Barry Barish, Kip Thorne and Rai (Rainer) Weiss today received the 2017 Nobel Prize in Physics for decisive contributions to the LIGO detector and the observation of gravitational waves.
“I was so much hoping for this wonderful news,” said Vicky Kalogera, a gravitational-wave astrophysicist at Northwestern University who contributed to the historic detections of gravitational waves. “My Northwestern colleagues and I warmly congratulate Rai, Kip and Barry on this recognition. The discovery of black-hole mergers and the detection of gravitational waves never would have happened without these creative scientists.”
Gravitational waves, ripples in the fabric of spacetime, were first predicted by Albert Einstein in 1916 and are a new way of observing the universe. The Laser Interferometer Gravitational-Wave Observatory (LIGO) Scientific Collaboration has detected gravitational waves four times — first, on September 14, 2015, and most recently, on August 14, 2017. All four signals detected so far were created by colliding black holes.
Moving forward, astronomers are working on methods for combining gravitational wave data and electromagnetic data to study cosmic sources. The National Science Foundation named this new technique, called multi-messenger astronomy, one of the top six ideas to pursue in the future.
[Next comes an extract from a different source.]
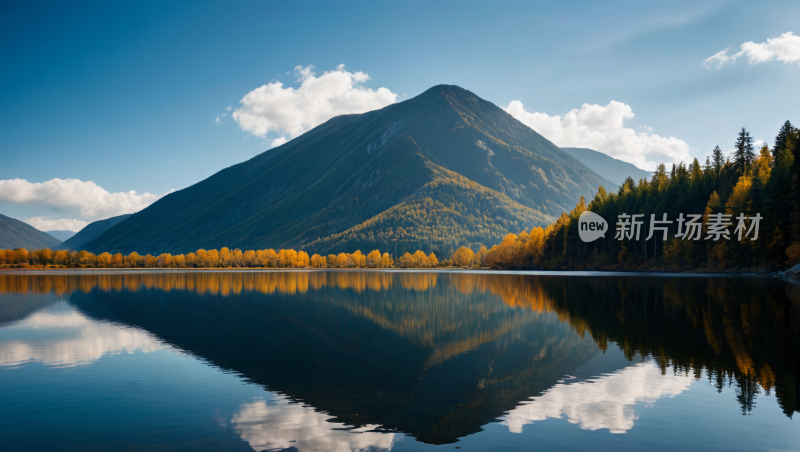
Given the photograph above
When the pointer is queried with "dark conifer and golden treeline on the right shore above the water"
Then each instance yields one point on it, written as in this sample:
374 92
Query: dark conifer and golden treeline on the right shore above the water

Multi-messenger astronomy holds the answers to untold astronomical questions, including how the universe was formed.
“Rai, Kip and Barry launched the LIGO project decades ago and worked very hard to confirm Einstein’s theory,” said Kalogera, director of Northwestern’s Center for Interdisciplinary Exploration and Research in Astrophysics (CIERA) and the Linzer Distinguished University Professor in Physics and Astronomy. “I am so proud to have had the opportunity to learn from them since my years as a young researcher. Rai and Kip especially were influential in my decision to join the LIGO Scientific Collaboration at a time when most ‘traditional’ astronomers were advising me against it. I have grown through their advice and support and will always be grateful for what they have achieved for science and the younger generation of scientists.”
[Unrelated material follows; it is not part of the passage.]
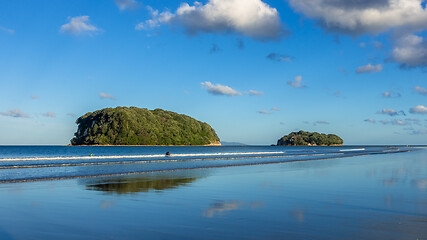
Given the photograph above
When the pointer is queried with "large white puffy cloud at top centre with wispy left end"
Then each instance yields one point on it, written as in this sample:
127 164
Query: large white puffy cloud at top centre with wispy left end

A Ligo Scientific Collaboration (LSC) member for more than 15 years, Kalogera is LSC’s most senior astrophysicist. She leads Northwestern’s LSC group, which includes Shane L. Larson, CIERA associate director and a research associate professor of physics and astronomy at Northwestern, and Selim Shahriar, professor of electrical engineering and computer science at Northwestern’s McCormick School of Engineering. Larson and Shahriar also have been mentored over the years by Weiss or Thorne. Eleven postdoctoral fellows and graduate and undergraduate students also are members of the Northwestern group.